En effet, les différentes enquêtes témoignent de cette insécurité vécue. Selon l’Observatoire national de la délinquance, 80 % des Franciliennes déclarent rester en alerte dans les transports et 91 % des victimes de violences sexuelles y sont des femmes, selon l’Observatoire national de la délinquance. Dans un rapport de 2015, le Haut Conseil à l’Égalité entre les hommes et les femmes présentait déjà ce chiffre qui nous toutes et tous nous alerter collectivement : 100% utilisatrices de transports en commun ont subi au moins une fois dans leur vie du harcèlement sexiste ou une agression sexuelle.

Ces chiffres gravissimes ne disent pas seulement la fréquence des violences sexuelles et sexistes, mais aussi ce qu’on pourrait appeler une « insécurité d’atmosphère », c’est-à-dire la peur constante des femmes de se faire interpeller, regarder de travers, harceler ou même agresser. Chacune et chacun a déjà été témoin de regards insistants, de frôlements délibérés, surtout en période d’affluence, d’insultes sexistes, etc. La proximité avec un nombre aussi important d’hommes, conjuguée à l’indifférence générale que provoquent les scènes d’agression – car il est bien connu que plus il y a de spectateurs d’une scène qui nécessite intervention, moins il y a de personnes qui agissent -, pèsent sur l’état d’esprit des femmes au quotidien.

Des choses sont faites dans notre région. Les campagnes de sensibilisation déployées par Île-de-France Mobilités et la RATP, le déploiement massif de caméras, les bornes d’appel d’urgence, la formation accrue des agents, le numéro 3117, l’arrêt à la demande dans les bus de nuit, les efforts de féminisation des métiers du transport, les travaux d’éclairage renforcé autour des gares, etc. Personne ne gagnerait à en minorer la portée et, sur un sujet si grave, laissons de côté les querelles partisanes. Mais toutes ces actions, aussi utiles qu’elles fussent, ne suffisent pas.

Affleurent alors ce que l’oserait qualifier de fausses bonnes idées. La plus prégnante dans le débat public est la suivante : il faudrait, pour éviter les agressions, créer des wagons réservés aux femmes, comme cela se fait dans d’autres pays. Outre qu’elle contrevient au principe d’un espace public égalitaire, cette proposition déplace le problème sans le traiter. Elle fait peser sur les victimes la charge de s’extraire de la violence, au lieu d’obliger les agresseurs à en répondre. Ces dispositifs renforcent en réalité l’idée que l’espace commun n’appartient pas aux femmes. Créer des wagons réservés aux femmes, cela reviendrait à ouvrir la boîte de Pandore des espaces non mixtes, et l’on se trouverait alors mal à propos de refuser des plages horaires réservées aux femmes dans les piscines, les bars, et pourquoi pas dans la rue. En définitive, si l’idée part d’un bon sentiment, nous considérons qu’elle ne résoudrait rien.

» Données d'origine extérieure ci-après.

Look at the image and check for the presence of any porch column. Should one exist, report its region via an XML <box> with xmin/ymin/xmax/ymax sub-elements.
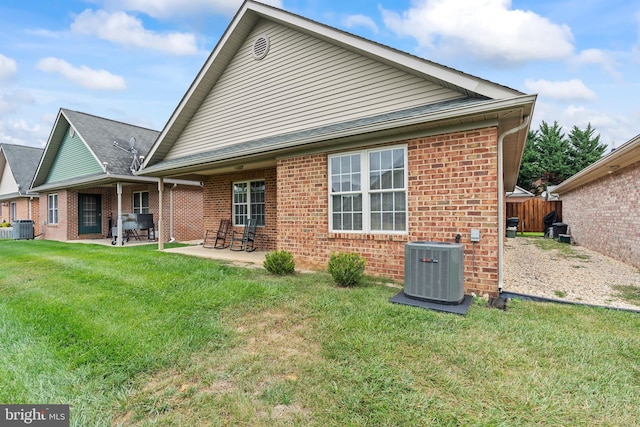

C’est pourquoi nous, élus socialistes d’Île-de-France, voulons proposer un chemin à l’exécutif pour renforcer la sécurité des femmes dans les transports en commun. D’abord, créons dans les applications RATP, Citymapper ou IDF Mobilités un bouton d’urgence permettant d’alerter en un geste la sûreté ferroviaire, avec transmission automatique de la localisation. Ensuite, affinons en continu la cartographie des heures et des lieux à risques, en croisant données de signalements, statistiques d’agressions et retours d’usagères, afin d’ajuster éclairage, patrouilles et caméras en fonction des besoins réels. Enfin, renforçons les sanctions envers les agresseurs, dont l’impunité perçue alimente la récidive. La sanction rapide et sévère demeure un outil de dissuasion indispensable.

« L’espace public a longtemps été, et il l’est encore dans de nombreux pays, profondément hostile à la présence des femmes » écrivait Leïla Slimani dans son Journal du confinement. L’on pourrait élargir sa réflexion aux transports en commun. Il est indispensable que la région prenne des mesures fortes pour œuvrer à la sécurité des femmes partout, y compris dans le métro, le bus, le RER ou le transilien.

Nadège Azzaz, conseillère régionale d’Île-de-France et maire de Châtillon.